Nul n’était mieux placé que Jean Starobinski, médecin, psychiatre et historien des idées, pour tirer au clair la question de la bile noire (ou « atrabile »), cette humeur supposée à qui on attribuait la mélancolie, qui en tire son nom grec. Dans sa thèse de médecine (1), il rappelle que cette substance imaginaire apparaît dans les textes hippocratiques : humeur naturelle du corps, elle peut se déplacer ou se corrompre, engendrant crainte et tristesse. C’est sans doute l’observation de vomissements ou de selles noirs qui en a suggéré l’idée aux médecins grecs et c’est la couleur foncée de la rate qui leur a fait penser qu’elle en pouvait être le siège. Elle permettait de compléter le système symétrique des quatre humeurs (sang, lymphe, bile et bile noire), liées aux quatre éléments et à leurs quatre qualités (chaud, froid, sec et humide). Cette théorie des quatre humeurs est traditionnellement attribuée à Polybe, gendre d’Hippocrate.

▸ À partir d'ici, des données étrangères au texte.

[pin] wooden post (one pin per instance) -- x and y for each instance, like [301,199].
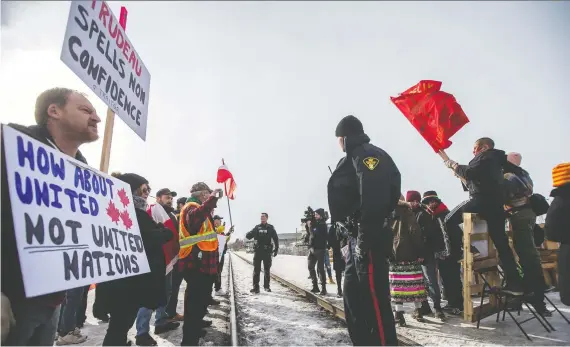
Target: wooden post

Mais c’est déjà l’adjectif « melancholos » qui, chez Sophocle, qualifie le poison qui imprègne les flèches d’Héraclès, trempées dans le sang de l’hydre de Lerne. Starobinski reprend aussi à Bachelard le concept d’« imagination substantielle » pour qualifier cette humeur où se concentrent « les puissances néfastes de la couleur noire et les propriétés corrosives de la bile ». La bile noire est de ces « substances concentrées, qui rassemblent dans le plus petit volume un maximum de puissances actives, agressives, rongeantes » (2).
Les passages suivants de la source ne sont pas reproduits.